Dijital dönüşümün baş döndürücü bir şekilde hızla geliştiği günümüzde ahlaki ilkelerimizin de bir o kadar dejenere edilmeye çalışıldığı etmenlerle karşı karşıyayız. İnternetin yaygınlaşması ile birlikte hayatımıza yeni kavramlar ve yeni sosyal mecralar dâhil oldu. İnternetle gelen yeniliklerin bize sunduğu kolaylıkları, imkânları ve fırsatları yok sayamayız. Ancak bu nimetlerin içerisinde gerek aile hayatımıza gerekse toplumsal hayatımıza zarar veren paylaşım ve içeriklere karşı son derece duyarlı olmak durumundayız. Sosyal mecraların insana sunduğu “harama ulaşma kolaylığı” başta aile hayatı olmak üzere, dini ve toplumsal ahlak değerlerini temelden baltaladığı için çok büyük bir tehlike arz ediyor.

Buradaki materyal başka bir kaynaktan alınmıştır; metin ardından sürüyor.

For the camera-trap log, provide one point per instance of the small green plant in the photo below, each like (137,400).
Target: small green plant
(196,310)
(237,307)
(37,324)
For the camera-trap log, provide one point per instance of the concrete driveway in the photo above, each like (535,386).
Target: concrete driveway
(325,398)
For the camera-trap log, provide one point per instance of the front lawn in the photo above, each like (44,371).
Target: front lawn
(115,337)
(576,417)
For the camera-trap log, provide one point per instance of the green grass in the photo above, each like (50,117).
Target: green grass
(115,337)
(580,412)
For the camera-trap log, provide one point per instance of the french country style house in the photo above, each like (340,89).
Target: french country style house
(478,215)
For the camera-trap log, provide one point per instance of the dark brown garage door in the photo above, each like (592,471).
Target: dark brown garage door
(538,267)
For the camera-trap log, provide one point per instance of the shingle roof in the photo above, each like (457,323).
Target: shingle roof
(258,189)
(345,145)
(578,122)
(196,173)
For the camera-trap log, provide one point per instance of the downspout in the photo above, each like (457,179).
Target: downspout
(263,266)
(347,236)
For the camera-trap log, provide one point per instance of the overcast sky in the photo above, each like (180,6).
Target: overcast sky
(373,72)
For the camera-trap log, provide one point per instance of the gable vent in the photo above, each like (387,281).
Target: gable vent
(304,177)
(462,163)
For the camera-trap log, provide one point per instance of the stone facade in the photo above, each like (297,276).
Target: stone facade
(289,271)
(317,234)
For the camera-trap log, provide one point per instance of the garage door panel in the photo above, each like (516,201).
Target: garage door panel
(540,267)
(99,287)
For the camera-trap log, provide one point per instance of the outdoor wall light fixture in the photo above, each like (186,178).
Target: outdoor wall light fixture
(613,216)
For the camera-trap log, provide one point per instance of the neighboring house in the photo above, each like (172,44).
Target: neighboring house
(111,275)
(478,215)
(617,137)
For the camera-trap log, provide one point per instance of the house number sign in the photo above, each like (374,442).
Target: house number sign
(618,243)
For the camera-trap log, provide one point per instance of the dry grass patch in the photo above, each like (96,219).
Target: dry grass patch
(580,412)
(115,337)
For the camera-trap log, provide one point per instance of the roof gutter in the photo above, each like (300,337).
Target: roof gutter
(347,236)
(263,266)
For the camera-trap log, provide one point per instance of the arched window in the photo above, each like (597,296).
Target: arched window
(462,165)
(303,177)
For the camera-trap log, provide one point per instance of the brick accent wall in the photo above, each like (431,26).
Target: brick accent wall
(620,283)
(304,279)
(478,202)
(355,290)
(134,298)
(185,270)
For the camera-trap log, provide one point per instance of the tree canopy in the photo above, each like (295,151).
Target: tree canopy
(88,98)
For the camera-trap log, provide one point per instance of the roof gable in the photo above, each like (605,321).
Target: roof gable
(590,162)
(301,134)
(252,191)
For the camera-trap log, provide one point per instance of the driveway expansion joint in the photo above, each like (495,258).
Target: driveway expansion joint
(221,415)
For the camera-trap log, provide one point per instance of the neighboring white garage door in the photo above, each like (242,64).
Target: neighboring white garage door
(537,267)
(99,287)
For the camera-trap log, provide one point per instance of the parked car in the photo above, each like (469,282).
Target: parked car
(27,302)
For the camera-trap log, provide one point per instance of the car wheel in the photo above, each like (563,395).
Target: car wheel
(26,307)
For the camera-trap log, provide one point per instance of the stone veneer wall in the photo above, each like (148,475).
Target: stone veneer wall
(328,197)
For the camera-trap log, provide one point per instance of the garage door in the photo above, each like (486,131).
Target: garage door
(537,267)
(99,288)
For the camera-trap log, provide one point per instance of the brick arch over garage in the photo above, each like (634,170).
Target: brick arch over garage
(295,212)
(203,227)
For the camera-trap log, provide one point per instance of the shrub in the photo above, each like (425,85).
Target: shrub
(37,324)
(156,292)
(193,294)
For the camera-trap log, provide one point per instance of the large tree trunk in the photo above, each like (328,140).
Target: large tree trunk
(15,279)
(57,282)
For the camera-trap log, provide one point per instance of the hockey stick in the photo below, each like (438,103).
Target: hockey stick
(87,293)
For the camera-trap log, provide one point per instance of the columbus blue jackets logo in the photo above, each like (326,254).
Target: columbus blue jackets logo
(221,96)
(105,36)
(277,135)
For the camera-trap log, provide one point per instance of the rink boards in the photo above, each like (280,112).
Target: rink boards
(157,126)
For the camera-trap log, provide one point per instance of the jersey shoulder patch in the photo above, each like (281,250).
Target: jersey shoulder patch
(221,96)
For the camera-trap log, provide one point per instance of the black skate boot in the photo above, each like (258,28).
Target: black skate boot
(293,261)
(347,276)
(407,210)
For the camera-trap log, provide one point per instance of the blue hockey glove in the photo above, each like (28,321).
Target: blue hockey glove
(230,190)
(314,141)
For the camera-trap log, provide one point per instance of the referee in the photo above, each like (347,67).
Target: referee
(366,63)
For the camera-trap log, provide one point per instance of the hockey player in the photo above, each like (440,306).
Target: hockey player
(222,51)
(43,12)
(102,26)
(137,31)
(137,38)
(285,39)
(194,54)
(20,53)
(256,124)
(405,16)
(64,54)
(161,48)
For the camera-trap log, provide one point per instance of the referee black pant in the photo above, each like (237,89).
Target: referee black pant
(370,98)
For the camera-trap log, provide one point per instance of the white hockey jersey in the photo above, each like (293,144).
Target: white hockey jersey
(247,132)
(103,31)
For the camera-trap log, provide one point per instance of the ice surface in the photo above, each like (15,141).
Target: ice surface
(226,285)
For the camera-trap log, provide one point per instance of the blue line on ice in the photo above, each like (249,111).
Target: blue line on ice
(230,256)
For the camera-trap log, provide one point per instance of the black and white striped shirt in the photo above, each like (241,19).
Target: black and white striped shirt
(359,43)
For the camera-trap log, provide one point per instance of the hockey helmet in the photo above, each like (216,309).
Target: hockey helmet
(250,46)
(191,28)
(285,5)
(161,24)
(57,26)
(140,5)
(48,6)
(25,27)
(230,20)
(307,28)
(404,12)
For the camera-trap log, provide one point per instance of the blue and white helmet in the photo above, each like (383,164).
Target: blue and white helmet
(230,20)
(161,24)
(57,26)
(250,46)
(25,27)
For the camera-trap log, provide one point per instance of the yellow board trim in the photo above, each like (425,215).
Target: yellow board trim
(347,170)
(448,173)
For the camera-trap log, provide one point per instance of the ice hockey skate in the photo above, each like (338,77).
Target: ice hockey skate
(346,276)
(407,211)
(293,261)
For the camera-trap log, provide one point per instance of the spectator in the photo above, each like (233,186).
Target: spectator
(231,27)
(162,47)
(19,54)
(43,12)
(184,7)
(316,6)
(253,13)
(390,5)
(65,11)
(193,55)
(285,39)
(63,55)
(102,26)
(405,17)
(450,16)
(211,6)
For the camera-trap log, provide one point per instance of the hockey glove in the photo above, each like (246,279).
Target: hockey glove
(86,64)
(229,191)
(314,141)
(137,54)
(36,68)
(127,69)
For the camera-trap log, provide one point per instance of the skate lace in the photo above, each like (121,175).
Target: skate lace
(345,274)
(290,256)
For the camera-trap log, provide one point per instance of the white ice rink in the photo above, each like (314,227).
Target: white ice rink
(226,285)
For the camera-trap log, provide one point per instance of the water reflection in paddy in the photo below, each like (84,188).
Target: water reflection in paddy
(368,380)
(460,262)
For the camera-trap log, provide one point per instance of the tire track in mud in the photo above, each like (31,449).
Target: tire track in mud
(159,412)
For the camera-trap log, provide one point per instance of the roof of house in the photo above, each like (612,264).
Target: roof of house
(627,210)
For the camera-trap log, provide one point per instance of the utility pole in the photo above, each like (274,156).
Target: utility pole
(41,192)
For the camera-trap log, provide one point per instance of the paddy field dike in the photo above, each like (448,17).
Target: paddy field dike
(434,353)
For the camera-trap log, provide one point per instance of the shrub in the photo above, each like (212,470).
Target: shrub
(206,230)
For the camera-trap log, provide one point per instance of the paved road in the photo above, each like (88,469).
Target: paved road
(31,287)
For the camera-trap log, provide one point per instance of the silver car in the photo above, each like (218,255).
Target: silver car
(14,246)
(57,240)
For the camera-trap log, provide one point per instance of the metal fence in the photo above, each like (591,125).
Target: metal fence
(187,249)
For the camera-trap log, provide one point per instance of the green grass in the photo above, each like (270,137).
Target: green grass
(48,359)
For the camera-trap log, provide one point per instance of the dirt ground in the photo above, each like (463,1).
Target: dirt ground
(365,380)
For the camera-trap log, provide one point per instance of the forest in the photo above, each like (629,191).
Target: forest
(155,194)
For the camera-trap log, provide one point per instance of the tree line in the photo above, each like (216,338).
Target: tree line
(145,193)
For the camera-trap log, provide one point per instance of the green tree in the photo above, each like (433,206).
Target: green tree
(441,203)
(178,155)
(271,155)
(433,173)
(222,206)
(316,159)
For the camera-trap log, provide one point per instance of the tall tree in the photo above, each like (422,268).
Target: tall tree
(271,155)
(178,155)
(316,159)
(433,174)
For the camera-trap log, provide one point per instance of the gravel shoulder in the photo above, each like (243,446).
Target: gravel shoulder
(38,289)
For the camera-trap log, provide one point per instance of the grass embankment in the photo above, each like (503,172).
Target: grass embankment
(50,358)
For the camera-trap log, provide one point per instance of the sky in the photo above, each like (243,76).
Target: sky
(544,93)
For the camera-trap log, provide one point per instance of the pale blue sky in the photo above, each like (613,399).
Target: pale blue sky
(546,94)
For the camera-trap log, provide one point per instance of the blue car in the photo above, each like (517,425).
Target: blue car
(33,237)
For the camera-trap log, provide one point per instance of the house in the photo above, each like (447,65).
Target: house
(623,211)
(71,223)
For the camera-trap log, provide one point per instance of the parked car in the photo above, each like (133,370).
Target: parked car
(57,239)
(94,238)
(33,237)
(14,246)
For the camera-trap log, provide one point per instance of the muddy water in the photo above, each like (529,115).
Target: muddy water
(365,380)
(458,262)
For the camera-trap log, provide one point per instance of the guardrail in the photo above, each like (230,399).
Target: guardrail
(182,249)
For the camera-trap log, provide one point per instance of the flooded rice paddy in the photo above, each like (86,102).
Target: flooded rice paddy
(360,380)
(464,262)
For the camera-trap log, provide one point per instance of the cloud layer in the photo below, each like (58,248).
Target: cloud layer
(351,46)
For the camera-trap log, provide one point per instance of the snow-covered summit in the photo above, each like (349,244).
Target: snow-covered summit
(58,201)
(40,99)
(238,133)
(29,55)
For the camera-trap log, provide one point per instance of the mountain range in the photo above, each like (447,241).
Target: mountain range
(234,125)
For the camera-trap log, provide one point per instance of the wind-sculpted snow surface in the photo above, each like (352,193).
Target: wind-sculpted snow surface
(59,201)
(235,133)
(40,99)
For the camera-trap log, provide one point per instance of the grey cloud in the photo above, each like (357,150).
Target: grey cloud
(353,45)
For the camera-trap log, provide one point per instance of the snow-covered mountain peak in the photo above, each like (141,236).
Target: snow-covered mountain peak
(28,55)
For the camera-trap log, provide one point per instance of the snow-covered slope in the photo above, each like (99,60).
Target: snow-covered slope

Ülkemizde 4 binin üzerinde youtuber her gün binlerce videoyu takipçileriyle buluşturuyor. Bunların içerisinde gerçekten çok güzel paylaşımlar yapıp bir duruş sergileyen “youtuber”lar olduğu gibi kolay yoldan para kazanma uğruna her türlü dini, insani ve ahlaki değerleri hiçe sayarak teşhirciliği normalleştiren kişilerin olduğu bir gerçek. Bu kişilerin çektikleri bir görüntünün dakikalar içerisinde milyonlarca kişiye ulaştığını göz önünde bulundurduğumuzda tehlikenin asıl boyutları ortaya çıkmaktadır. Nitekim birkaç gün önce toplumun büyük bir tepkisini çeken bir annenin küçücük evladının yanında yaptığı iddia edilen paylaşım sonucunda savcılık tarafından harekete geçildi ve o kişi hakkında gereği yapıldı. Dolayısıyla sanal âlemde belki de gerçeğinden daha hassas davranılması gerekmektedir. Bu bize gerçek hayatta ahlâkî açıdan dikkat ettiğimiz konuların tamamına sanal âlemde de dikkat etmemiz gerektiğini hatırlatmalıdır. Unutulmamalıdır ki âlemlerin Rabbi olan Allah sanal âlemin de Rabb’idir. Her Müslüman kabiliyeti ve imkânı nispetinde sorumludur. Kimse kaldıramayacağı yükün sorumlusu değildir. Ancak; toplumu Allah’ın nazarında daha “iyi” ye taşıyacak kabiliyeti ve gücü olmayan bir Müslüman’ın şerre de destek olmaması, bundan hayli imtina etmesi gerekir. Sosyal medyayı bilinçsizce ve şuursuzca kullanan Müslüman, kötülüğün yayılmasına katkı sağlamış olur.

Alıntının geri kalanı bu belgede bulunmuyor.